Mute now, but with his tongue making shy appearances at the corner of his mouth as if the tip of it was the real faculty of observation in him, he watched the sheaf of pages go into the pocket of the minister’s coat, and continued to watch, believing perhaps that the magic they had been practising here was not yet over, and Mr Frazer, with a flourish, might bring them forth again, but in the shape this time of a plump white pigeon or a line of gaudy handkerchiefs.
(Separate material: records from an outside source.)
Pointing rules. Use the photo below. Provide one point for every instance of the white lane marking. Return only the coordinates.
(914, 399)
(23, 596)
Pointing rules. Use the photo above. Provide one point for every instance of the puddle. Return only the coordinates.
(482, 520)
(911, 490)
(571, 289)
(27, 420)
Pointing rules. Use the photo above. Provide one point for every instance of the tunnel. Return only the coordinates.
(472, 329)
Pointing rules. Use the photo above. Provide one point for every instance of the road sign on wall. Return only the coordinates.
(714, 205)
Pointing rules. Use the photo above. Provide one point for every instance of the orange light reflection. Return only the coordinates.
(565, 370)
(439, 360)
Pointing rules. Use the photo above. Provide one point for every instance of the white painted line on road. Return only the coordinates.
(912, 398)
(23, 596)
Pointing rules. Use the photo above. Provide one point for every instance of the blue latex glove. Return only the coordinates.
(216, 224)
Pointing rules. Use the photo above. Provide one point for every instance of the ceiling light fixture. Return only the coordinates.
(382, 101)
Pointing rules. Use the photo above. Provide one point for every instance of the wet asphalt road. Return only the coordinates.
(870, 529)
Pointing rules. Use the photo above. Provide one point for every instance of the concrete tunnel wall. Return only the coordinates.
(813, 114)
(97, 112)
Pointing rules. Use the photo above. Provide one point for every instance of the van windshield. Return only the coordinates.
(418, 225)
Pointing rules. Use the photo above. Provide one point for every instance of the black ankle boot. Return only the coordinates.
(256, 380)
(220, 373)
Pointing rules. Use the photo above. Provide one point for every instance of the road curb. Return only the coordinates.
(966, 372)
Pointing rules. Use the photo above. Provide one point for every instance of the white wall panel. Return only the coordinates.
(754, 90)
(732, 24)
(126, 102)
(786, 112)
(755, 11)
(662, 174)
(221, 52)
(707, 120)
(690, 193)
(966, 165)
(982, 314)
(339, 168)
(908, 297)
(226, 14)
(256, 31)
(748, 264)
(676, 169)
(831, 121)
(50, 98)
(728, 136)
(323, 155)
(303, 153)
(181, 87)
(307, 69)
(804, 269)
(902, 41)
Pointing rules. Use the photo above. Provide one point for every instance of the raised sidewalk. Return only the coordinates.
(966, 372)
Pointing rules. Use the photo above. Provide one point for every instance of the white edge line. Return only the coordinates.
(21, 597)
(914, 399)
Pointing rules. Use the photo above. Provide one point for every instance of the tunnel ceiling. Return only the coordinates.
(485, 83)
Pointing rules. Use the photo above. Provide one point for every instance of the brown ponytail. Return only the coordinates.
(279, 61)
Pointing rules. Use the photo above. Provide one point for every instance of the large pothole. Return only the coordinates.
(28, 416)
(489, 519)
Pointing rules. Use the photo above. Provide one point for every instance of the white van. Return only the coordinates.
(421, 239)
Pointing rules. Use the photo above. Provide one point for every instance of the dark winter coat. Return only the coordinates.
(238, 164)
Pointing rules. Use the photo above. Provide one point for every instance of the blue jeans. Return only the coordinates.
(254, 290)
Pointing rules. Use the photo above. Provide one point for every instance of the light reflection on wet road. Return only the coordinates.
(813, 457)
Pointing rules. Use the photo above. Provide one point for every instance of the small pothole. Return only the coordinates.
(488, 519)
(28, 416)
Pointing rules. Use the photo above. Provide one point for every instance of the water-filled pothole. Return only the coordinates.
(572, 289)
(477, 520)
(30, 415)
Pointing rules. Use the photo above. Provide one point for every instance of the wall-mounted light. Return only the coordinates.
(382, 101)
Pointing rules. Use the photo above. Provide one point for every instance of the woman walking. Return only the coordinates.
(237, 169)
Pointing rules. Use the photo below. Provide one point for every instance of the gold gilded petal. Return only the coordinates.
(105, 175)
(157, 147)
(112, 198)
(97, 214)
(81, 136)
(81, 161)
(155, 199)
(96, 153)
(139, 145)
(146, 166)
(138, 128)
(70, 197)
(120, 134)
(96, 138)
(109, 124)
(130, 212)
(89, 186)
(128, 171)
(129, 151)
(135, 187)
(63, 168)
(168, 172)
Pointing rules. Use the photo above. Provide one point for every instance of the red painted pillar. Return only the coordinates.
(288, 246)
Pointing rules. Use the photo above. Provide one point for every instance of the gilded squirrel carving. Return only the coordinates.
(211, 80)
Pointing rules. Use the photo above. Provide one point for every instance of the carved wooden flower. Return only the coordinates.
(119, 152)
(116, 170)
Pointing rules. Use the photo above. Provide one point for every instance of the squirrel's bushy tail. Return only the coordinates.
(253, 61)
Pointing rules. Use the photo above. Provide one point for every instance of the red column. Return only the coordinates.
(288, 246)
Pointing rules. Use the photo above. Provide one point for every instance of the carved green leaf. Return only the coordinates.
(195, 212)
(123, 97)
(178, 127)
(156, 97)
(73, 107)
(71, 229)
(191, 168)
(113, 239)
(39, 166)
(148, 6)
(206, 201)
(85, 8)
This last conceit was the schoolmaster’s, not Gemmy’s, but was more accurate than he knew. Magic, as Gemmy understood it, had been the essence of the occasion.

He knew what writing was but had never himself learned the trick of it. As he handled the sheets and turned them this way and that, and caught the peculiar smell they gave off, his whole life was in his throat — tears, laughter too, a little — and he was filled with an immense gratitude. He had shown them what he was. He was known. Left alone with the sheets, to brood and sniff, the whole of what he was, Gemmy, might come back to him, and he began to plot, as he thought of his life out of sight there in the minister’s pocket, how to steal it back.

It did not surprise him — it was the nature of magic — that all that had happened to him, all his fortune good and bad, and so much sweat and pain, and miles travelled and bones picked and nights of freezing dew, and dreams, and dreams — all, over the long afternoon that he had glimpsed and recognised, glimpsed and shied away from, and intended and failed to tell, should be reduced now to what a man could hold in his hand and slip into a pocket; a few sheets in which, if he could only identify where they were among the squiggles, he might find Willett with his bristling red hair, and the rats, and old Crouch, now that he thought of it, and his daughter the silkie — had he mentioned that? Not Mosey and The Irish. He wouldn’t want them in it. Not them.

He hugged himself. What came back to him was the strong-smelling, earth-smelling black stuff he had caught a whiff of when he held the papers to his nose.

Was that the smell of his life, his spirit, the black blood they had drained out of him? No wonder he felt weak.

All the events of his life, all that he had told and not told, and more, much more, now that it had begun to stir and move, which he was just beginning to recall, had been curled up in him like an old-man carpet snake. It was awake now. Lifting its blind head it was emerging coil on coil into the sun.

2

LYING HALF IN salt and the warm wash of it, half in air that blistered. Eyelids so puffed with light that no more light struck through them, and what did blinded him. Nostrils crusted, the air without moisture between his lips, each shallow mouthful of it a flame in his throat.